Connelly also was cheered by the doc Advanced Style, which posits that living in New York can help us live longer and more stylishly:
"Early on in Ari Seth Cohen's inspirational Advanced Style, a question that was only hinted at in the thematically similar documentaries Hats Off and Elaine Stritch: Shoot Me is finally addressed: Why is it that the most active, fashionable women who are long past retirement age all seem to live in New York? Because the tendency of New Yorkers to walk everywhere promotes longevity, we're told, and the wide streets act as natural runways."
And Chris Packham finds much to admire in the clever, un-contrived comedy Hollidaysburg, which is not hitting New York screens but is available on demand:
"A coming-of-age comedy that compresses the whole transition from adolescence to adulthood into one Thanksgiving weekend, the film concerns a group of high-school friends returning home from college a scant three months after prolonged, emotional goodbyes at the end of the summer. Scott (Tobin Mitnick) and Heather (Claire Chapelli), former sweethearts who have matriculated on separate coasts, spend the weekend mostly avoiding each other."
But, generally, the reviewers found this week's smaller films tough going. Amy Nicholson found herself left cold by the characters of the romantic comedy Two Night Stand, whose first-date lovers offer brutally honest Yelp-style reviews of each other:
"They rate their bonking a three out of five stars (and one another's personality a notch lower) and then get more specific. She needs to leave the lights on and strip more suspensefully, he needs to stop hammering away like a woodpecker and quit spelling the alphabet on her lady bits with his tongue. Honest? Sure. Romantic, funny, and charming? Not even close."

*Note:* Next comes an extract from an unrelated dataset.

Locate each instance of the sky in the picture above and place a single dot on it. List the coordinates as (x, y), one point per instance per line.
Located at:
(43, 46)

And Zachary Wigon had high hopes for the hard-to-Google British crime flick Plastic, but found them dashed:
"For a film with shootouts, heists, and high-speed chases, Julian Gilbey's Plastic is a strangely lifeless affair. The crime pic, about undergraduate credit-card scammers who incur the wrath of a London gangster, checks off all the boxes -- underdogs in trouble, beautiful girl used as a love and kidnap object, slow-motion climax -- of an action movie from 1999, with as much originality as you would expect from a film made 15 years past its expiration date."